The entire effect lives inside a three-minute window after signal generation. The paper authors flag this themselves: “fast execution after signal generation is paramount to the success of such a strategy.”

So the strategy isn’t really alpha in the sense of “we found a pattern the market hasn’t priced.” It’s a microstructural artifact: short-term mean reversion that the market does close, but takes a few minutes to do it. To capture it in production you’d need colocated execution, sub-100ms latency, and confidence that order management won’t introduce variable delay. None of which a hobbyist with a retail brokerage account was going to deliver, which is part of why the project never made it past backtesting.

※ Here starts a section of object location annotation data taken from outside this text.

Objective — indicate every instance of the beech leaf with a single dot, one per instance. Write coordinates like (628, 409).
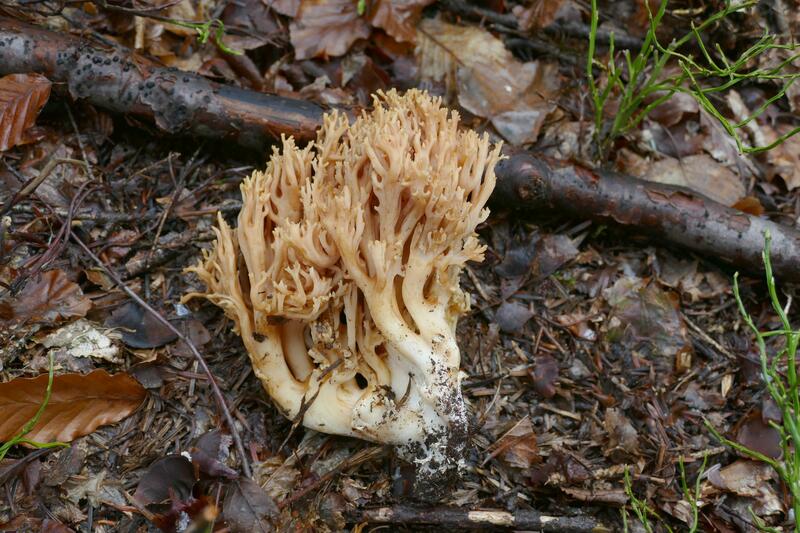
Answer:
(326, 28)
(78, 405)
(248, 507)
(22, 96)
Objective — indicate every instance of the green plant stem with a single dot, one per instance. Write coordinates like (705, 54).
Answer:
(19, 438)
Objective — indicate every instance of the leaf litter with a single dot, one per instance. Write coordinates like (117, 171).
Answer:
(587, 350)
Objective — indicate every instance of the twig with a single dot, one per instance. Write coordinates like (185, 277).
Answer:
(456, 518)
(671, 214)
(354, 460)
(221, 402)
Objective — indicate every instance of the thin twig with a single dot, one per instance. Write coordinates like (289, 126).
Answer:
(221, 402)
(354, 460)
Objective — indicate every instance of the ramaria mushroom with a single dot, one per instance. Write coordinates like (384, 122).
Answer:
(342, 277)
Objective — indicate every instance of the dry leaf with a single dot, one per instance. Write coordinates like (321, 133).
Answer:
(326, 28)
(78, 405)
(171, 474)
(82, 339)
(511, 316)
(755, 433)
(623, 440)
(750, 205)
(284, 7)
(397, 17)
(540, 14)
(700, 173)
(784, 158)
(50, 297)
(139, 328)
(248, 507)
(490, 82)
(517, 446)
(22, 96)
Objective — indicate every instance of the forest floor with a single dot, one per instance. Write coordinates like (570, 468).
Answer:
(592, 355)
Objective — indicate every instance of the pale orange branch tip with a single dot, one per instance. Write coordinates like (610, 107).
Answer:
(348, 252)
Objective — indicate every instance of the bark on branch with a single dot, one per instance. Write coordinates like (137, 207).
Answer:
(459, 519)
(673, 214)
(177, 102)
(184, 103)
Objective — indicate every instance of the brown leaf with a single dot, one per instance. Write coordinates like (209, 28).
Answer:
(646, 318)
(545, 375)
(757, 434)
(284, 7)
(623, 440)
(491, 83)
(599, 495)
(397, 17)
(50, 297)
(701, 174)
(750, 205)
(78, 405)
(248, 507)
(22, 96)
(326, 28)
(742, 477)
(140, 329)
(517, 446)
(540, 14)
(170, 476)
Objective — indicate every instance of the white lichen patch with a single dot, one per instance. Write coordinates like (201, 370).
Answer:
(82, 339)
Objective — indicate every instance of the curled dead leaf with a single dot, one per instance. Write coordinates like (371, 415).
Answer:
(326, 28)
(49, 297)
(491, 83)
(397, 17)
(248, 507)
(22, 96)
(78, 405)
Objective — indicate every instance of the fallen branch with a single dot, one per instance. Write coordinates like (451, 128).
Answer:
(456, 519)
(177, 102)
(185, 103)
(669, 213)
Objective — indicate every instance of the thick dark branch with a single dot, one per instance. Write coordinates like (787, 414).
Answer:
(180, 102)
(673, 214)
(176, 101)
(457, 519)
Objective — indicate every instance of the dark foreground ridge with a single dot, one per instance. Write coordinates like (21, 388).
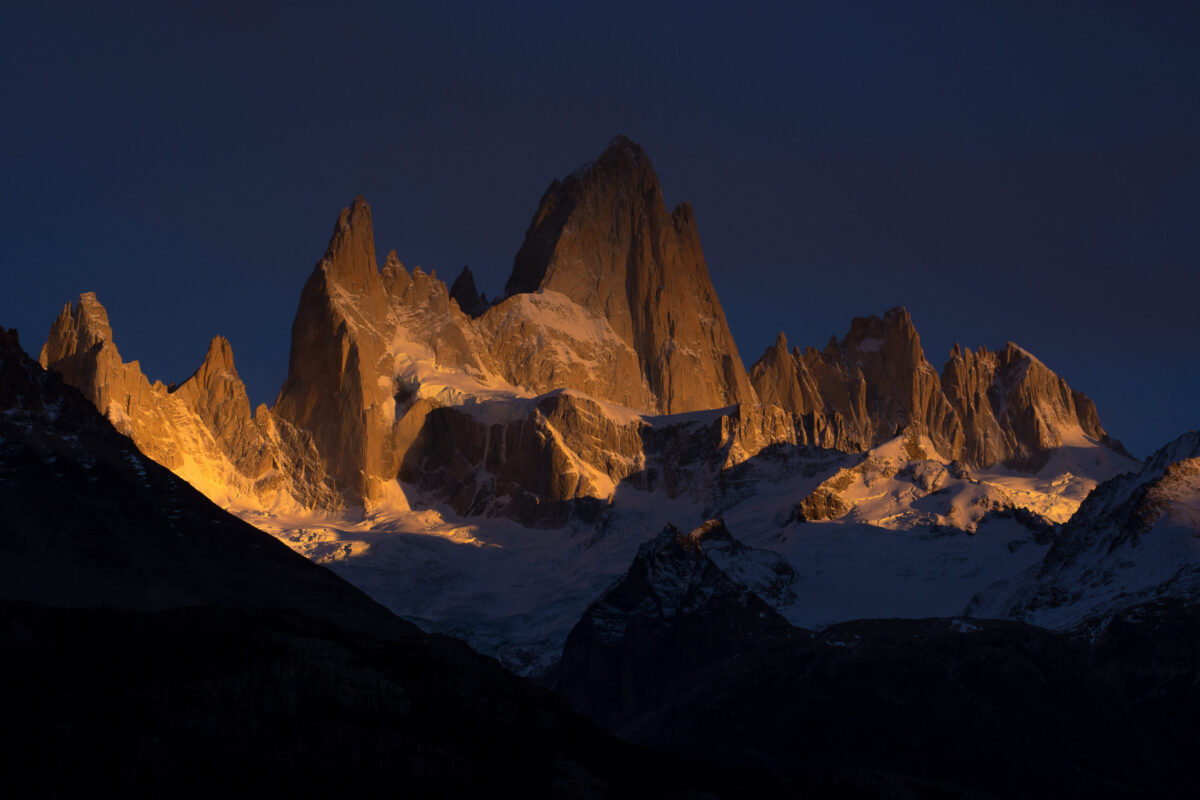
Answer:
(154, 645)
(678, 655)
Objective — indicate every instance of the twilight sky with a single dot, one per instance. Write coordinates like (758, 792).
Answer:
(1005, 170)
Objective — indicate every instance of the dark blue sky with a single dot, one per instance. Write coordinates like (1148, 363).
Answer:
(1006, 170)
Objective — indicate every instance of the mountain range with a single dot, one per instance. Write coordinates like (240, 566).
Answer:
(517, 473)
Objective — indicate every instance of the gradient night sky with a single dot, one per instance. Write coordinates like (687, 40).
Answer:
(1003, 170)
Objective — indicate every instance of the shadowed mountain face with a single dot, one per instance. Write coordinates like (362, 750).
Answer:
(683, 656)
(610, 320)
(163, 647)
(985, 408)
(603, 236)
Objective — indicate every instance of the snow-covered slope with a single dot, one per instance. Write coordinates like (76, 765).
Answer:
(1135, 537)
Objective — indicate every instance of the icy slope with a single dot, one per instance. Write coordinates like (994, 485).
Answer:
(1137, 537)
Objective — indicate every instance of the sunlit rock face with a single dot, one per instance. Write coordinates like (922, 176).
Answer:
(202, 429)
(604, 238)
(985, 408)
(1133, 540)
(586, 377)
(861, 391)
(1014, 408)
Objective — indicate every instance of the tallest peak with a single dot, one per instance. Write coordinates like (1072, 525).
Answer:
(622, 143)
(623, 160)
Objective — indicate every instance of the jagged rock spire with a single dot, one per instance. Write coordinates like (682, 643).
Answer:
(604, 238)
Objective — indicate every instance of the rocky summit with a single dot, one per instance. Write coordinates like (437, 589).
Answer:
(899, 581)
(604, 238)
(423, 433)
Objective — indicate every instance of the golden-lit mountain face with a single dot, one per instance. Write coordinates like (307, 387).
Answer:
(579, 380)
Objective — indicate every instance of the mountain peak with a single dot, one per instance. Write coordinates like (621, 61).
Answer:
(466, 294)
(349, 260)
(220, 354)
(604, 238)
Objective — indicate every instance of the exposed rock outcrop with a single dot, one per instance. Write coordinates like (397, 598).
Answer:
(985, 408)
(1013, 408)
(465, 293)
(604, 238)
(673, 607)
(203, 429)
(1133, 540)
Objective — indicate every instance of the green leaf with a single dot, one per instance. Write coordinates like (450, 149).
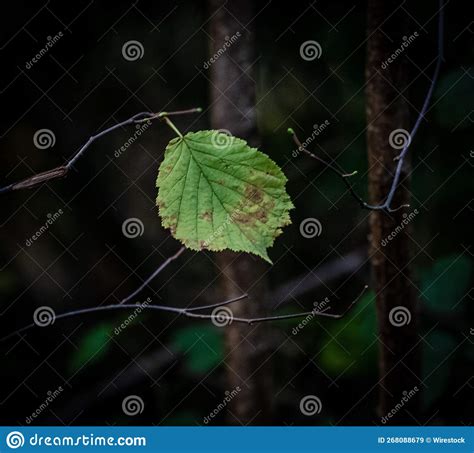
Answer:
(216, 193)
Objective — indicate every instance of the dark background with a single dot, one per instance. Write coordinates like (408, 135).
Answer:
(177, 366)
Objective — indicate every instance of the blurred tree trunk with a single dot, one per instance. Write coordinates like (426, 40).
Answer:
(233, 109)
(387, 111)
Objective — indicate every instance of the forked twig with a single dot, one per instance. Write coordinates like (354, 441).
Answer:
(191, 313)
(387, 204)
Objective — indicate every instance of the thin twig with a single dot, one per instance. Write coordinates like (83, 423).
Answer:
(190, 313)
(153, 275)
(387, 204)
(63, 170)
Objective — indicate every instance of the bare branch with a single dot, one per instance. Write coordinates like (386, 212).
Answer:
(387, 205)
(190, 313)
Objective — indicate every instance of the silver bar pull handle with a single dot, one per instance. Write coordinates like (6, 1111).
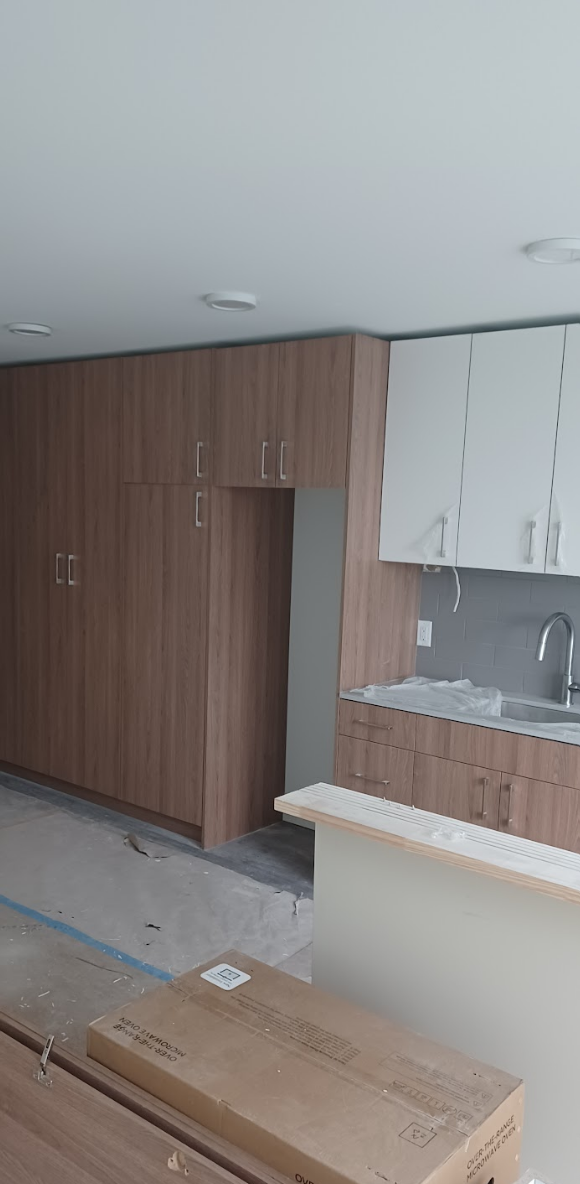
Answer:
(282, 450)
(70, 574)
(199, 471)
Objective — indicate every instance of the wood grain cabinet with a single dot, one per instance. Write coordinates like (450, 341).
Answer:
(282, 414)
(457, 791)
(166, 418)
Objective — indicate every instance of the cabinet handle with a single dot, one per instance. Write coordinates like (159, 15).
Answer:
(199, 471)
(532, 547)
(374, 780)
(282, 451)
(70, 576)
(484, 789)
(384, 727)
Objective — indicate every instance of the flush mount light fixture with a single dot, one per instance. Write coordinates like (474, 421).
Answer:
(554, 250)
(231, 302)
(29, 329)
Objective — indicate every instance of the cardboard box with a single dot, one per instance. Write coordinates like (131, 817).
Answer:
(315, 1087)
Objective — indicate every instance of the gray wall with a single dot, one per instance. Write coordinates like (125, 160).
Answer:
(493, 636)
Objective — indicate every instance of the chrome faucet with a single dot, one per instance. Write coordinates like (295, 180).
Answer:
(568, 686)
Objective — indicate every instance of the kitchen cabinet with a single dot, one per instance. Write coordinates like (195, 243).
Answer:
(166, 418)
(375, 769)
(245, 392)
(282, 414)
(425, 431)
(562, 557)
(510, 436)
(541, 811)
(314, 398)
(163, 682)
(457, 791)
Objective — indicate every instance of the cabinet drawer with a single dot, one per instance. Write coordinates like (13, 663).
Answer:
(380, 725)
(375, 769)
(458, 791)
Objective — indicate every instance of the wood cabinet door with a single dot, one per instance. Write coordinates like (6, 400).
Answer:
(457, 791)
(166, 418)
(375, 769)
(425, 432)
(543, 812)
(165, 603)
(514, 391)
(314, 410)
(245, 393)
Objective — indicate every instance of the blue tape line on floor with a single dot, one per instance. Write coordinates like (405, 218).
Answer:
(71, 932)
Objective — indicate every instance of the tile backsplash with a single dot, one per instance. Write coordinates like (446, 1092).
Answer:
(493, 636)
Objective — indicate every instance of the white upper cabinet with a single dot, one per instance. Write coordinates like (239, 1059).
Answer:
(564, 538)
(514, 392)
(425, 430)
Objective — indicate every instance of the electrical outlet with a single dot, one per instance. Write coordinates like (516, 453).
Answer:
(424, 629)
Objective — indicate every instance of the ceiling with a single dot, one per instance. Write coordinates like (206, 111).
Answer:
(372, 165)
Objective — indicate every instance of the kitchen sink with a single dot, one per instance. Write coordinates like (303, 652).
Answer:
(540, 713)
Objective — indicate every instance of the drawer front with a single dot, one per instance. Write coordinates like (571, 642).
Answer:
(380, 725)
(375, 769)
(458, 791)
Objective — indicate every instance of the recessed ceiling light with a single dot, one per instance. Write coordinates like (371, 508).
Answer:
(231, 302)
(29, 329)
(554, 250)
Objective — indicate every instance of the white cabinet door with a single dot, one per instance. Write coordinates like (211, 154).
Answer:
(564, 539)
(425, 431)
(514, 391)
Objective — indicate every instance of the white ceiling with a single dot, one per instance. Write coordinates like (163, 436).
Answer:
(371, 165)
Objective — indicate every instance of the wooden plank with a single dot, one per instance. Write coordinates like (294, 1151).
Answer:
(166, 416)
(546, 869)
(508, 752)
(380, 602)
(179, 1126)
(314, 401)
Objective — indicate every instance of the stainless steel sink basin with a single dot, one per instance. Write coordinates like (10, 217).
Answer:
(542, 713)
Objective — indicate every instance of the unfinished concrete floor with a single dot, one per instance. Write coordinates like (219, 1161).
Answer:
(87, 921)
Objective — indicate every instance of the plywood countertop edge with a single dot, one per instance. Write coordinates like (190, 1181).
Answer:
(533, 866)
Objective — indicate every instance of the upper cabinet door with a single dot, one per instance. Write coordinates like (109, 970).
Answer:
(514, 393)
(166, 418)
(564, 539)
(425, 432)
(314, 405)
(245, 396)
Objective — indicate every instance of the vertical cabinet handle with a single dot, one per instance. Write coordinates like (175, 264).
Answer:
(264, 446)
(532, 546)
(484, 790)
(282, 451)
(199, 471)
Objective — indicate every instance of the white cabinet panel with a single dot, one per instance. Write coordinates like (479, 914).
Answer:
(425, 431)
(564, 539)
(514, 392)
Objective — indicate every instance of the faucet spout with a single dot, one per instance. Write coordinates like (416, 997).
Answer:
(568, 684)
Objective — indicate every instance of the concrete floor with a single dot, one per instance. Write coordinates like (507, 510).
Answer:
(87, 921)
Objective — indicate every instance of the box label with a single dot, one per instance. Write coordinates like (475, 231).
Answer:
(225, 976)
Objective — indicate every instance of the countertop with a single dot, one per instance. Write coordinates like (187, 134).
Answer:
(394, 700)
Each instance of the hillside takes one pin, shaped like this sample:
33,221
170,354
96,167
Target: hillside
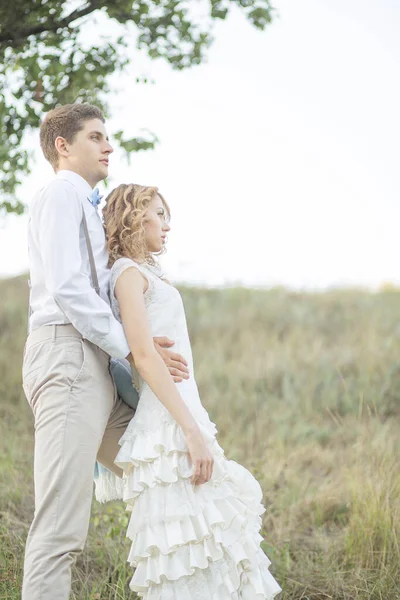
305,392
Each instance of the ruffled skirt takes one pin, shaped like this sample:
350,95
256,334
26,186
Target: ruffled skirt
189,542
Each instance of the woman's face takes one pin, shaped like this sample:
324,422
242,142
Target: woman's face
156,225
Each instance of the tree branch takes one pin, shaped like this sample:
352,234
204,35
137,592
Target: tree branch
15,37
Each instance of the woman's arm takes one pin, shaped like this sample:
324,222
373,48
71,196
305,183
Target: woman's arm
129,291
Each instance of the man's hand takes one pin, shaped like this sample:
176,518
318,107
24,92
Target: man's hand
176,364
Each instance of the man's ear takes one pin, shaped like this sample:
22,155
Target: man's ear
61,145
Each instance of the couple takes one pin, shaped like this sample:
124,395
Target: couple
195,516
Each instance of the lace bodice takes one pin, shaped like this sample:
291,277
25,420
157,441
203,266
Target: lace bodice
164,306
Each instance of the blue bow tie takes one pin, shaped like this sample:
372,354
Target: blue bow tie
95,197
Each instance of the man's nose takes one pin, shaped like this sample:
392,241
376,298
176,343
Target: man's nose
109,149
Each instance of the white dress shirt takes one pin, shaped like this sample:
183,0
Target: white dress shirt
60,279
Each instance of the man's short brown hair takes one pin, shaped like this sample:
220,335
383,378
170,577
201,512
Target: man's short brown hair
65,121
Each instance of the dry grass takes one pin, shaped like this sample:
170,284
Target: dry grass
305,391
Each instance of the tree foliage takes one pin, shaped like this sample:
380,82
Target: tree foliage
44,60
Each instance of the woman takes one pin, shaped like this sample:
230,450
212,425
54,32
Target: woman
196,516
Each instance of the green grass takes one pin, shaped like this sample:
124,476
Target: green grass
305,391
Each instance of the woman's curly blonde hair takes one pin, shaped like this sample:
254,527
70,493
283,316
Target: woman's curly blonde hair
124,219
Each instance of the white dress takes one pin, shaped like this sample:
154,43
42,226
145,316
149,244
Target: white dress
188,542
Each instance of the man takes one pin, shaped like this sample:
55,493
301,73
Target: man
66,376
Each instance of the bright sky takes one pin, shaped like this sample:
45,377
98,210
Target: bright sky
279,156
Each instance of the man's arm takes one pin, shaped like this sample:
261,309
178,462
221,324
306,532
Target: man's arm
59,220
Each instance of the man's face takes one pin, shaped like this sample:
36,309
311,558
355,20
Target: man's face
89,152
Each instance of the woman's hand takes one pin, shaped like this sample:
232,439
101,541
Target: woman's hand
202,459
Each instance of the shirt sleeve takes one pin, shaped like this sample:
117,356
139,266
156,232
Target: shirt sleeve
59,223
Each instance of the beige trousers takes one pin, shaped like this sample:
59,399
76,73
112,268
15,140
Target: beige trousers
78,418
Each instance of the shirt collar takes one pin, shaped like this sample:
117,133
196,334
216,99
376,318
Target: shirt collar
76,180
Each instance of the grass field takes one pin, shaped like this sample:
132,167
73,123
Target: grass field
305,391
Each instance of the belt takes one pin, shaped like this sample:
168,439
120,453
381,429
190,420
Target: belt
48,332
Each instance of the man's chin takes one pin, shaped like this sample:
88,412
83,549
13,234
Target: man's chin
103,173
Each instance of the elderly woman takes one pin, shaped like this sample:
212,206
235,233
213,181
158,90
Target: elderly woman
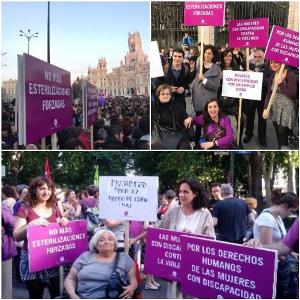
191,216
40,208
170,116
90,274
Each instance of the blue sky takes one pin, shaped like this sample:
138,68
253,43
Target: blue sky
81,32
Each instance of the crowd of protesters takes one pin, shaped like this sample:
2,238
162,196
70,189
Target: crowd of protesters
182,77
224,217
122,123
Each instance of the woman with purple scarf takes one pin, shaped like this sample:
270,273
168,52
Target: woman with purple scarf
218,132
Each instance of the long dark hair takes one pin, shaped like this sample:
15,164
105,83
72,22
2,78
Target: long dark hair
233,64
206,116
201,198
214,51
37,182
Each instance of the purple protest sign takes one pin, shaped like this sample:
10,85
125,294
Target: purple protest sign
204,13
248,33
48,99
163,253
217,270
55,245
101,100
91,104
283,46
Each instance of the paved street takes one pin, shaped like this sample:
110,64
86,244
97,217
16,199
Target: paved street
20,291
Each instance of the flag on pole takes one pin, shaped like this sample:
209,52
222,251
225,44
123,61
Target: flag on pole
96,176
47,169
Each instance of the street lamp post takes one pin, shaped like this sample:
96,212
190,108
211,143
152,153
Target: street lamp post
28,36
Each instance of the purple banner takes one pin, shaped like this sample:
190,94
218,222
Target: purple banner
217,270
48,98
204,13
283,46
248,33
91,104
163,253
55,245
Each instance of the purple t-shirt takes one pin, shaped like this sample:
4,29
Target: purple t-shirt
224,142
86,203
291,239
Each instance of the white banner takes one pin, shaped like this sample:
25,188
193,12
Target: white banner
239,84
156,69
128,198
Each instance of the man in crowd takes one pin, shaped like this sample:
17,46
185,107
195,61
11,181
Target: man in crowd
290,242
230,216
187,40
259,65
179,76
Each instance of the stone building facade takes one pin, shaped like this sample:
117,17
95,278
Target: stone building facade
130,78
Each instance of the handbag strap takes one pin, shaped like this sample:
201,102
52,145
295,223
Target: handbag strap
115,264
279,227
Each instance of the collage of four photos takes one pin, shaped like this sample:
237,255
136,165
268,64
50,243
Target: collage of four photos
150,149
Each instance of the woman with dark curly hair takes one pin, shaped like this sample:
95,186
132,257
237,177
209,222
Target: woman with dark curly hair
217,129
40,208
206,84
192,216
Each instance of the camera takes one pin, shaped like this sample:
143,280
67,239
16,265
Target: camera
115,284
114,288
123,278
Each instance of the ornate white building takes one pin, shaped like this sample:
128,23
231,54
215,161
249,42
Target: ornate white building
130,78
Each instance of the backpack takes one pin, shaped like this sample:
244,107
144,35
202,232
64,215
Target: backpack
288,278
287,274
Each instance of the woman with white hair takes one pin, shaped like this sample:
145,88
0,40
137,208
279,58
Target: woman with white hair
90,276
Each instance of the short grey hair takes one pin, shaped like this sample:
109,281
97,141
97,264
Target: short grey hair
94,240
226,190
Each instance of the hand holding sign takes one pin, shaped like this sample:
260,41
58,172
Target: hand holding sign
266,112
39,221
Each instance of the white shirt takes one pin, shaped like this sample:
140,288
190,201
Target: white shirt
268,220
188,223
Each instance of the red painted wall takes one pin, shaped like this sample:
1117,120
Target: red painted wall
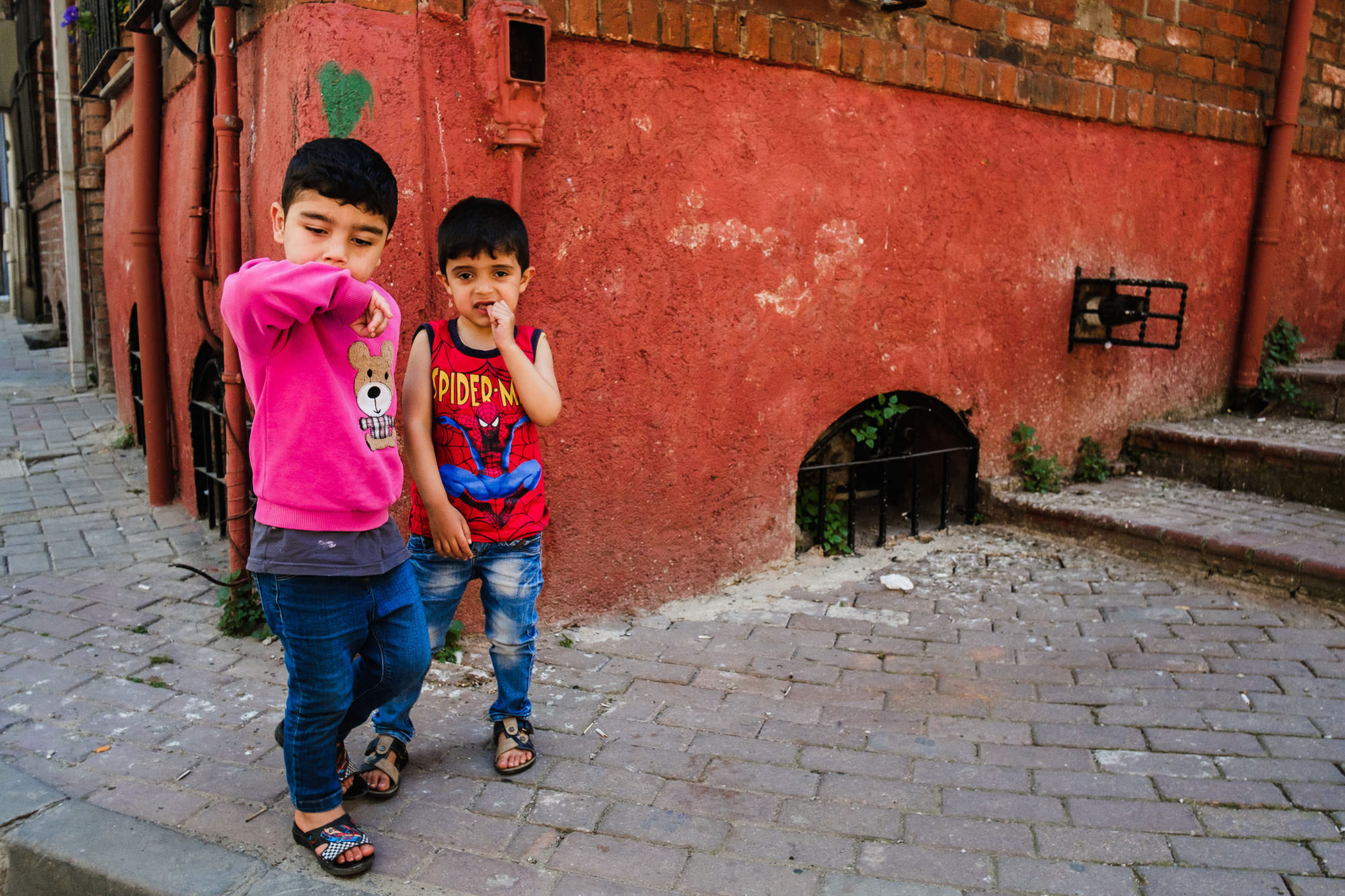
731,256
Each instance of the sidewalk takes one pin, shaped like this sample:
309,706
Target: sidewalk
1032,717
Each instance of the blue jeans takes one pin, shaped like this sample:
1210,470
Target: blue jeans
345,659
512,579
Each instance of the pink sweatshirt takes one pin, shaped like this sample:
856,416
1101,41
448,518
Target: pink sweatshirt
323,450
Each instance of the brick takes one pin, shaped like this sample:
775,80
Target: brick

The fees test wasn’t really a fees test. It was a stress test of how tight the strategy’s operational envelope had to be, and it failed at exactly the point where the academic version of “after costs” met the practitioner version of “after costs and slippage and execution variability.”

what I’d do differently

Looking at this two years later, a few things stand out:

  • The compounding capital model makes the dollar P&L hard to interpret. Early trades are tiny, late trades are huge. I should have reported basis points per trade like the paper did, not raw dollars.
  • No baseline. The paper compares the random forest to a logistic regression. Dropping the baseline made it impossible to tell whether the random forest was doing anything a linear model wouldn’t have done on its own.
  • The 28% stop-loss is too wide to matter. A position needs a near-catastrophic move to hit it. Either it should have been tighter, something like 2× ATR, or removed entirely.
  • No walk-forward validation. A two-thirds / one-third chronological split is fine for replicating the paper, but a real strategy needs rolling retraining to handle regime changes.

But mostly: I learned that “does it work after fees” is the only question that matters in algorithmic trading, and that academic backtests almost always describe a frictionless world that doesn’t survive contact with a real exchange.